Lameness - A Common And Painful Disease In Calves
Manhattan KS (SPX) Jan 17, 2011
At any given time between 10 and 20 percent of cattle in the United States are afflicted with lameness, making it one of the most common ailments affecting feedlot and stocker calves.
That's why a Kansas State University research team is working to reduce the percentage of cattle affected by bovine lameness.
Three researchers - David Anderson, professor of clinical sciences; Brad White, associate professor of clinical sciences; and Johann Coetzee, associate professor of clinical sciences - are involved with bovine pain and welfare assessment at K-State's College of Veterinary Medicine. Because of their efforts to understand and treat lameness in cattle, they are becoming leaders in this critically important bovine research.
"K-State is one of the few universities in the country with a farm animal surgery program," Anderson said. "Because of the research we're doing here, we're getting national and international attention about these programs."
The team is developing a model to assess lameness and identify possible ways to treat it. Lameness can be excruciatingly painful for cattle and is caused by a variety of factors, including nutrition, environment and infectious organisms, Anderson said. When damage to the hoof and sole results in ulcers, abscesses or infection of the deep tissue of the foot, it causes severe pain during weight bearing.
The goal of their research is to identify risk factors for the prevention of lameness, validate tools for early detection, develop recommendations for effective treatment, and ultimately improve the health and welfare of cattle. Each researcher is focusing on a different area of the project.
Anderson is working on pressure map technology, which is a way of measuring the weight bearing and method of stride. White is working on accelerometry, which involves using monitors to measure the behavioral responses of animals. White can monitor an animal for 24 hours to determine how much time it spends lying down, moving around or standing still.

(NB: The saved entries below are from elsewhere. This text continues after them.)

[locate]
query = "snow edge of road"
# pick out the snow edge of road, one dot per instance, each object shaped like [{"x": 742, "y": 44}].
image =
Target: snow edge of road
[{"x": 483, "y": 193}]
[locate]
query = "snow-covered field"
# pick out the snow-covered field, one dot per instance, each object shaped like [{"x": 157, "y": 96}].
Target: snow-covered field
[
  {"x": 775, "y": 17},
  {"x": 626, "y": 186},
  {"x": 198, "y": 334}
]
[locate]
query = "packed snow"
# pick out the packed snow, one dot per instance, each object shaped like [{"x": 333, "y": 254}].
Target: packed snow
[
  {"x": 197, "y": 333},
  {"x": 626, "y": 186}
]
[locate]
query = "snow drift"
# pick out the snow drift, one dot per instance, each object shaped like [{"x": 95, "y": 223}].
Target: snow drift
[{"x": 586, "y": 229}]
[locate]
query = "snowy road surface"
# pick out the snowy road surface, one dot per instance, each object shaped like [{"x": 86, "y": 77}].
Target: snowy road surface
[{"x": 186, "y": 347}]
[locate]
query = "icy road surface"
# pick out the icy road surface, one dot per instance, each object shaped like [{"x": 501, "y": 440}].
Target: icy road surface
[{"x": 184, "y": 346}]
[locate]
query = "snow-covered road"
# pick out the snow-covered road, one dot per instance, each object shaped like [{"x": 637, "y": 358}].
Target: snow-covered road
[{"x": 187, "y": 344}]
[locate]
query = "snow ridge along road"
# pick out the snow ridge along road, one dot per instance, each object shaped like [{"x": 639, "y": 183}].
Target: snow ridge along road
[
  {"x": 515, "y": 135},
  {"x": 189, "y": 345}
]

Coetzee, a pharmacokinetic and pharmacodynamic specialist, is working to analyze indicators of pain in the blood and analyzing drugs to determine the dosage to reduce pain.

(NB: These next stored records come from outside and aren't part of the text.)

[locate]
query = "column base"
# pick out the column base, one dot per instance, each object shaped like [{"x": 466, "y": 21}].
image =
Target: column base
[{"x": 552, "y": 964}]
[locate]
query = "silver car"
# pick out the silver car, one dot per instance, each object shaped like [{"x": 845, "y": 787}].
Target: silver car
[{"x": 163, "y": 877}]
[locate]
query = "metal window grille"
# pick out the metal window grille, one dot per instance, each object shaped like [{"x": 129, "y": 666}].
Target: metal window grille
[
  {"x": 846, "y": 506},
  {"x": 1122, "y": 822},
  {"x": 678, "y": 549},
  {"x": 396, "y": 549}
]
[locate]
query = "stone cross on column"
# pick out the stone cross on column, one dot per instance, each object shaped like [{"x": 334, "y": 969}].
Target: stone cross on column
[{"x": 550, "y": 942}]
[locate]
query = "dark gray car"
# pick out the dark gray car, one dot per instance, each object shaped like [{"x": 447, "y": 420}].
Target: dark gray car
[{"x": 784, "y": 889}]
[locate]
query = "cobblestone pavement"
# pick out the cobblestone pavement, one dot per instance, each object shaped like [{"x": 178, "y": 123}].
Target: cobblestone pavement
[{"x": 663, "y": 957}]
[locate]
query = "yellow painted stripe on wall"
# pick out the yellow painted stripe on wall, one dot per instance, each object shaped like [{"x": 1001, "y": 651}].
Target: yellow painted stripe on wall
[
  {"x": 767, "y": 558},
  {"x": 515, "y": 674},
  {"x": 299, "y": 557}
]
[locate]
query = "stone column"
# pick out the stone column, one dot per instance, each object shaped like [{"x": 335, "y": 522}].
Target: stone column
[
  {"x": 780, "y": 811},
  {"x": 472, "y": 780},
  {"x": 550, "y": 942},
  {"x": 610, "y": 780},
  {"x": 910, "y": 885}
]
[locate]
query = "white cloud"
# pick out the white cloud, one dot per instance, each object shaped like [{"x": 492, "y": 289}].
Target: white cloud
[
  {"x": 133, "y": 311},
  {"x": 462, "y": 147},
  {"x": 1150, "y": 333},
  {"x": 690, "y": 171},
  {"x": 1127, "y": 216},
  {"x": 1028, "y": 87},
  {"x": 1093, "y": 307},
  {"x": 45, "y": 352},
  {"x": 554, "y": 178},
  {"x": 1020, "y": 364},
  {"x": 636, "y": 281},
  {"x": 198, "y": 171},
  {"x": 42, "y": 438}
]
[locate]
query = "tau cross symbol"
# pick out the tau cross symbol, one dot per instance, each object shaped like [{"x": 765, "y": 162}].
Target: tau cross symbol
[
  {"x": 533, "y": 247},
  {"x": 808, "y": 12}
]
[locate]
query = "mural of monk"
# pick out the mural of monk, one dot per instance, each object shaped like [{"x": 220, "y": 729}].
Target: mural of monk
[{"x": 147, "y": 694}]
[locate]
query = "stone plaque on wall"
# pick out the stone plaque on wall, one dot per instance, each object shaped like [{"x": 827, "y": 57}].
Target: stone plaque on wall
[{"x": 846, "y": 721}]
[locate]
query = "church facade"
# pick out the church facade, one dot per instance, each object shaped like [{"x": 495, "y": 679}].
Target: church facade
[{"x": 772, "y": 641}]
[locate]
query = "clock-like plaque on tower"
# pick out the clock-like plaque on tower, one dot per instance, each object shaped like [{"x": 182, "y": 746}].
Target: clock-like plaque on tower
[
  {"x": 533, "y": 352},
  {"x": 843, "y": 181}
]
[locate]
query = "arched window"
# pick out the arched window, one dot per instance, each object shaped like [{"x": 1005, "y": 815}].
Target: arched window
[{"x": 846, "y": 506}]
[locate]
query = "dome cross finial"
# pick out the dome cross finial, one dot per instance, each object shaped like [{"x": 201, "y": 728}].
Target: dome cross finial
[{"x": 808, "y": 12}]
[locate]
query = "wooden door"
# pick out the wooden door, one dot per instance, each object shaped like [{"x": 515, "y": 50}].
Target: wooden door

So far the researchers have developed ways to assess lameness. They are now looking at therapeutic models and identifying drugs - such as flunixin and meloxicam - that could help ameliorate pain and lameness.
The researchers recently published work on sodium salicylate in the Journal of Dairy Science and will have an upcoming article about flunixin in the American Journal of Veterinary Research, expected sometime in 2011.
Anderson spoke at the 2010 World Buiatrics Congress in Santiago, Chile, about farm animal surgery and has been invited to speak at the 2012 World Buiatrics Congress in Portugal.